The Washington Post did a profile piece on the top lawyer for House Speaker Nancy Pelosi (D-CA), who previously worked in the Justice Department.


Douglas N. Letter is expected to argue two major cases before the High Court involving the separation of powers over President Donald Trump's taxes and financial records. That only adds to the back-to-back hearings he's scheduled to argue Jan. 3 at the federal appeals court in Washington, D.C. Those cases involve the secret evidence that Robert Mueller's grand jury had access to.

"After a 40-year career at the Justice Department, defending policies of presidential administrations from both parties, Letter now speaks for the speaker in courtrooms throughout the country while advising House leaders on impeachment," The Post reported.
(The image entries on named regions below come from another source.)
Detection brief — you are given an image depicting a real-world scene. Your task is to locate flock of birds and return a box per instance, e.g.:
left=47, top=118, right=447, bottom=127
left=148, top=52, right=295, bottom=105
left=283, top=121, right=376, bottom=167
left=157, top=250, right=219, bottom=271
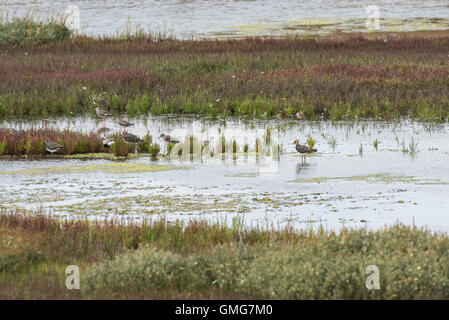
left=45, top=95, right=317, bottom=164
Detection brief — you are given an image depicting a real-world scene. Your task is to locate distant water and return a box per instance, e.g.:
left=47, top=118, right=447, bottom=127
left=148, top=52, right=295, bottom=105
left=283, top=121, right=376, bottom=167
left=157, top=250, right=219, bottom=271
left=0, top=0, right=449, bottom=38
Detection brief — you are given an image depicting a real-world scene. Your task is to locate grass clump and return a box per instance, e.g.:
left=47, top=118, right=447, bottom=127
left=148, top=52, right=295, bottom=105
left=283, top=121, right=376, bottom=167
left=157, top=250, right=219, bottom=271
left=0, top=31, right=449, bottom=120
left=0, top=17, right=71, bottom=45
left=0, top=210, right=449, bottom=299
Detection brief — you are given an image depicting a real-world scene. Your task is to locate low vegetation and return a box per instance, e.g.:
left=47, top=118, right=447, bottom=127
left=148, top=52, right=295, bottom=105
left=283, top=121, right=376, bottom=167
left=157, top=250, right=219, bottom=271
left=0, top=210, right=449, bottom=299
left=0, top=31, right=449, bottom=121
left=0, top=14, right=71, bottom=46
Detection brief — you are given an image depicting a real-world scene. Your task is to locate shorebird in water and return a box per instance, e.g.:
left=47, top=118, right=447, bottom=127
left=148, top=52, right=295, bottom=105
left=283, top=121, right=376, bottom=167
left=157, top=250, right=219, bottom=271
left=122, top=130, right=143, bottom=143
left=294, top=140, right=317, bottom=164
left=95, top=107, right=112, bottom=126
left=97, top=127, right=111, bottom=135
left=45, top=139, right=64, bottom=154
left=121, top=130, right=143, bottom=153
left=103, top=136, right=115, bottom=149
left=117, top=119, right=134, bottom=132
left=92, top=96, right=111, bottom=107
left=159, top=134, right=179, bottom=143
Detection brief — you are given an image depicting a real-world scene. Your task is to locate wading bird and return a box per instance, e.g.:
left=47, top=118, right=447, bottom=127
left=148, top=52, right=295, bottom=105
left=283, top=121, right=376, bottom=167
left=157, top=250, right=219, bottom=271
left=45, top=139, right=64, bottom=153
left=103, top=136, right=115, bottom=149
left=97, top=127, right=111, bottom=135
left=121, top=130, right=143, bottom=152
left=92, top=96, right=111, bottom=107
left=95, top=107, right=112, bottom=126
left=117, top=119, right=134, bottom=132
left=294, top=140, right=317, bottom=164
left=122, top=130, right=142, bottom=143
left=159, top=134, right=179, bottom=143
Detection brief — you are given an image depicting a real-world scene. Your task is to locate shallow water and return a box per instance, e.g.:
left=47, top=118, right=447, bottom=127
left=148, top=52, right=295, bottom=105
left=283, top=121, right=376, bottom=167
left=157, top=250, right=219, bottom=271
left=1, top=0, right=449, bottom=38
left=0, top=117, right=449, bottom=232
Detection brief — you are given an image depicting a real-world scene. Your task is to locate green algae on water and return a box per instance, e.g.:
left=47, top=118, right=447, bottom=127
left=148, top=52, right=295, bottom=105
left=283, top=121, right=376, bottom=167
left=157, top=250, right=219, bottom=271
left=0, top=163, right=185, bottom=175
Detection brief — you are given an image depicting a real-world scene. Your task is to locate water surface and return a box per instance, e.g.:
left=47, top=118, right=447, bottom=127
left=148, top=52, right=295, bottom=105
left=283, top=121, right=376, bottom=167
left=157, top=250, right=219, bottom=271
left=2, top=0, right=449, bottom=38
left=0, top=116, right=449, bottom=232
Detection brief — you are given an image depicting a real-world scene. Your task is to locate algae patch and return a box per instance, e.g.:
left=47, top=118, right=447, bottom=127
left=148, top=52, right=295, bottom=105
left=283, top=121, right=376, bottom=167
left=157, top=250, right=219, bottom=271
left=0, top=163, right=185, bottom=175
left=289, top=173, right=447, bottom=185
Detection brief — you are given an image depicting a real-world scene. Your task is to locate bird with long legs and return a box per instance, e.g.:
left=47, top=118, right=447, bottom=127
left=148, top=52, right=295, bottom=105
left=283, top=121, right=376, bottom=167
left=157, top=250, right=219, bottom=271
left=95, top=107, right=112, bottom=127
left=117, top=118, right=134, bottom=130
left=45, top=139, right=64, bottom=154
left=293, top=139, right=318, bottom=164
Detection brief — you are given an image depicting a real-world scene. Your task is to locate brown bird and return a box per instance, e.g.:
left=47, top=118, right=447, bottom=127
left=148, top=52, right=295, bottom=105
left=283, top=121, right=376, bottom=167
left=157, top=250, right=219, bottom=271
left=117, top=119, right=134, bottom=132
left=159, top=134, right=179, bottom=143
left=45, top=139, right=64, bottom=153
left=294, top=140, right=318, bottom=164
left=92, top=96, right=110, bottom=107
left=95, top=107, right=112, bottom=126
left=122, top=130, right=142, bottom=143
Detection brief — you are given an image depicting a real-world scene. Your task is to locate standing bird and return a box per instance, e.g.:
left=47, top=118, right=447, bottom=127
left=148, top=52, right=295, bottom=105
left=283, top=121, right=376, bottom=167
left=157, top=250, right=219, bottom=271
left=95, top=107, right=112, bottom=127
left=122, top=130, right=142, bottom=143
left=294, top=140, right=318, bottom=164
left=97, top=127, right=111, bottom=135
left=159, top=134, right=179, bottom=143
left=103, top=136, right=115, bottom=149
left=117, top=119, right=134, bottom=132
left=122, top=130, right=143, bottom=153
left=92, top=96, right=111, bottom=107
left=45, top=139, right=64, bottom=153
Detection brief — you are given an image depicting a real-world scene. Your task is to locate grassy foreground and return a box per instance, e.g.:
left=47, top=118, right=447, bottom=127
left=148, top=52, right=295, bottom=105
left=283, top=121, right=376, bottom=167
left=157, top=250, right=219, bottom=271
left=0, top=31, right=449, bottom=121
left=0, top=211, right=449, bottom=299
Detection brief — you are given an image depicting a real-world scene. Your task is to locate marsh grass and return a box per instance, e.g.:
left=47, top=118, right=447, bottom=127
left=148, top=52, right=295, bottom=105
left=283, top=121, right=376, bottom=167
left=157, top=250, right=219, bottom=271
left=0, top=210, right=449, bottom=299
left=0, top=7, right=72, bottom=46
left=0, top=33, right=449, bottom=122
“Even when he’s got a crushing workload on him and other people would snap, Doug’s reaction is to recognize what an incredible position he’s in,” The Post quoted former Justice Department official David O’Neil. He's previously helped Letter's team fight Trump's 2020 Census question about citizenship that the president lost. “He inspires people to put in their best work and to pull all-nighter after all-nighter because the work matters.”

But the most interesting piece of the profile is that Letter has a good enough relationship with Chief Justice John Roberts and Justice Neil Gorsuch that both conservative justices celebrated Letter's departure from the Justice Department. Letter has worked for both sides of the aisle, which allies think is a huge benefit to Pelosi's team.

“It never hurts to have somebody around who knows the other team’s signals or at least understands how they think,” said former Pelosi chief of staff John Lawrence. He recommended Letter for the position, even though the hiring turned heads.

“There is some irony in his being tagged to push back against executive branch overreach,” said ACLU lawyer Ben Wizner. “As a government lawyer, he defended extravagant claims of executive prerogative, including that the CIA could designate its own illegal activity a state secret and thereby avoid any kind of accountability.”